Almodóvar se ha ido despojando de todos aquellos ropajes generacionales de la movida y el petardeo y ahora le tira más la estética y la sensibilidad del melodrama clásico (el de Rossellini, por ejemplo). Se ha hecho mayor, supongo, y probablemente un autor más sombrío. Los abrazos rotos está llena de las pesadillas propias de un director de cine: perder la vista (real o metafórica), que te traicione el productor, que te humille la crítica, que tu identidad artística se fragmente con el tiempo en una esquizofrenia de personalidades aisladas. Almodóvar, por el contrario, recupera aquí deliberadamente a aquel autor que fue en los 80 y se tienta la ropa para comprobar que todo sigue ahí: hay mucho de nostalgia y autohomenaje en esas escenas hacia lo que se antoja como una etapa ya cerrada de su carrera, pero también de demostración de que ese es un registro que no ha perdido sino que tiene voluntariamente aparcado.

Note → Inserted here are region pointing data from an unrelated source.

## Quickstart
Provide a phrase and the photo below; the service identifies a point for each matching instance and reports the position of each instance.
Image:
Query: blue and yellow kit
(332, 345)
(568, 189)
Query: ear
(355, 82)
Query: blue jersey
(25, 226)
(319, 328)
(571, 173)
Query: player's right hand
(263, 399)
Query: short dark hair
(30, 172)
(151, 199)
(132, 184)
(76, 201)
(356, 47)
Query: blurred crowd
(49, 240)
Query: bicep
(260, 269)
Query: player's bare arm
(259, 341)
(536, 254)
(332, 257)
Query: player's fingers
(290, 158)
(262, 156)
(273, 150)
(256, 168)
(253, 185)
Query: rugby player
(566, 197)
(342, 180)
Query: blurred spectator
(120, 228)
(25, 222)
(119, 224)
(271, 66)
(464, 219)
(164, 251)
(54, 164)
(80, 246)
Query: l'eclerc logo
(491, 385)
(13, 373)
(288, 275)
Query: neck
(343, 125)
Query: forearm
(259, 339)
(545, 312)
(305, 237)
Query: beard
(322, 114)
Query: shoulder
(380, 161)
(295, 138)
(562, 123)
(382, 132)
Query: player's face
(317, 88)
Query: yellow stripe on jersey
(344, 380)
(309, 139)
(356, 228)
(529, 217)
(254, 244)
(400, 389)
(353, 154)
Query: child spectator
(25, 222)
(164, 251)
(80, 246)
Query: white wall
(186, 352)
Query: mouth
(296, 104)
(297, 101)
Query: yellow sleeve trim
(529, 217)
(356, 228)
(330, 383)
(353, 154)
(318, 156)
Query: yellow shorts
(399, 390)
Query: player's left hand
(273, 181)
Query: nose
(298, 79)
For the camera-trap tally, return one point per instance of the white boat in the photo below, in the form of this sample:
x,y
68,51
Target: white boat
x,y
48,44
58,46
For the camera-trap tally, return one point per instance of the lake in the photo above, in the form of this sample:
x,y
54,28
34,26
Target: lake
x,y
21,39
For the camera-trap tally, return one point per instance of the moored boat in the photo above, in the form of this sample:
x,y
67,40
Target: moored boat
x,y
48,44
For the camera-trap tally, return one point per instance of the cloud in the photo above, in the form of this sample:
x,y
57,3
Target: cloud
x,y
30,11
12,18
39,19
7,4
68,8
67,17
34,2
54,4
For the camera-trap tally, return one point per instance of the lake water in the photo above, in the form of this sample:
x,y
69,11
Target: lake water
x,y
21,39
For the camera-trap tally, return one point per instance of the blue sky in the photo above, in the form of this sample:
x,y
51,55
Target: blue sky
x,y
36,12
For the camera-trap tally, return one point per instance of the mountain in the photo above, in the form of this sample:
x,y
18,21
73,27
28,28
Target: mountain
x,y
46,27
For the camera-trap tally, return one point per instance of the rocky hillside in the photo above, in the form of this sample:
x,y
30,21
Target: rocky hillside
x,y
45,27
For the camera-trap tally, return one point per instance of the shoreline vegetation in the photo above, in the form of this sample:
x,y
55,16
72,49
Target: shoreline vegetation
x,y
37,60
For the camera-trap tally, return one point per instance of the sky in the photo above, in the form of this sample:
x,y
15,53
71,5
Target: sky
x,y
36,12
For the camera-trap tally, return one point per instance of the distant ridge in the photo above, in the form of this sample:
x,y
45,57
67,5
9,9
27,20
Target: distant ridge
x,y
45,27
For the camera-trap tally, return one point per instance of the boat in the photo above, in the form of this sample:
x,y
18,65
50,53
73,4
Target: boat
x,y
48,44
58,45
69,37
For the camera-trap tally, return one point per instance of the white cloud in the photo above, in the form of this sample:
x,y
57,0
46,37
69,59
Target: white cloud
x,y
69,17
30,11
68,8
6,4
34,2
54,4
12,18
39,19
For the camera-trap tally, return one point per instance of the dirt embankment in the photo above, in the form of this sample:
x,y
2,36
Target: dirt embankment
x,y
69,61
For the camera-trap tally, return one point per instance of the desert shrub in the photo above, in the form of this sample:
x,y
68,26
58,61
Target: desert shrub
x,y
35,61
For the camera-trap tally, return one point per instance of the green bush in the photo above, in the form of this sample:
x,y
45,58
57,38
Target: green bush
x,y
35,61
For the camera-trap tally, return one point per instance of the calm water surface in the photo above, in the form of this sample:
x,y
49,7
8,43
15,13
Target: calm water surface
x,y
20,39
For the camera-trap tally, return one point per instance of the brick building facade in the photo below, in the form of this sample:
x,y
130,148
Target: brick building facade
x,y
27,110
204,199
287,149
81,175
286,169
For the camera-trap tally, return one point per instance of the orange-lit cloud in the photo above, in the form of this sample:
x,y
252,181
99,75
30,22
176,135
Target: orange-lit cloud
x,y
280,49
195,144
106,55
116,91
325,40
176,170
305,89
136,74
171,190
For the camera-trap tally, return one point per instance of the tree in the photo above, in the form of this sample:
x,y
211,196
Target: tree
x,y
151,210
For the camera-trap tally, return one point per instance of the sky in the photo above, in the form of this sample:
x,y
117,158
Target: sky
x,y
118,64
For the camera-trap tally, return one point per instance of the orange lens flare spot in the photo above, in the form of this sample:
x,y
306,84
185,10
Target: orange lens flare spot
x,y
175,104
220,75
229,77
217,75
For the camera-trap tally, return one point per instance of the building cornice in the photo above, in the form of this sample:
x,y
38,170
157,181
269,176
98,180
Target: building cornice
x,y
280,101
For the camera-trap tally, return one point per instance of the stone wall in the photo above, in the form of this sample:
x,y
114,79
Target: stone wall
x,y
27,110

Más allá de la onda cinéfila, Los abrazos rotos es un misterio de amor y celos, contado a través de una compleja estructura de saltos temporales, el triángulo amoroso entre una aspirante a actriz que acaba de mantenida de un rico empresario (Penélope Cruz, radiante), el propio viejo libidinoso obsesionado con ella (José Luis Gómez), y el director de cine que le dará su primer papel y se enamorará de ella perdidamente (Homar). Hay quien ha hablado de frialdad gélida, de una total falta de química entre los amantes; a mí no me lo parece, creo que Pe y Lluís Homar están inmensos juntos y por separado, como lo está Blanca Portillo en el papel de la sufrida agente del director y los actores más jóvenes de un reparto uniformemente excelente (lo que no siempre es el caso en las películas de Almodóvar). Pero aunque fuera cierto, yo me atrevería a apuntar que esta historia de amor es más una necesidad de la trama que su eje, que no hay nada más corriente que que una actriz se enrolle con su director, sobre todo si está deseando escurrirse de las garras de un anciano tan posesivo como el tal Ernesto Martel, y que es tan sólo su trágico final lo que consagra su aventura como trascendente. La verdadera pasión que arrastra el relato, malsana y destructiva, es más bien la de ese viejo millonario que intenta desesperada e inútilmente apoderarse para siempre del cuerpo y el alma de una mujer, y si para ello hay que meterse a producir películas, pues se la filma hasta la extenuación, dentro y fuera del rodaje, en todo momento y en todo lugar. Martel es finalmente tan cineasta como el propio director Blanco: el cine, aparte de arte, ha tenido siempre un componente de morbo y voyeurismo, y si hay películas que son luminosas cartas de amor, hay otras que son pura patología de un trastornado. En esta obra llena de instantes geniales, ninguno tan patético y tan cruel como ese en que el viejo celoso escucha patidifuso, con la ayuda de una lectora de labios que interpreta las imágenes robadas carentes de sonido, lo que su amada piensa realmente de él (que le da asco).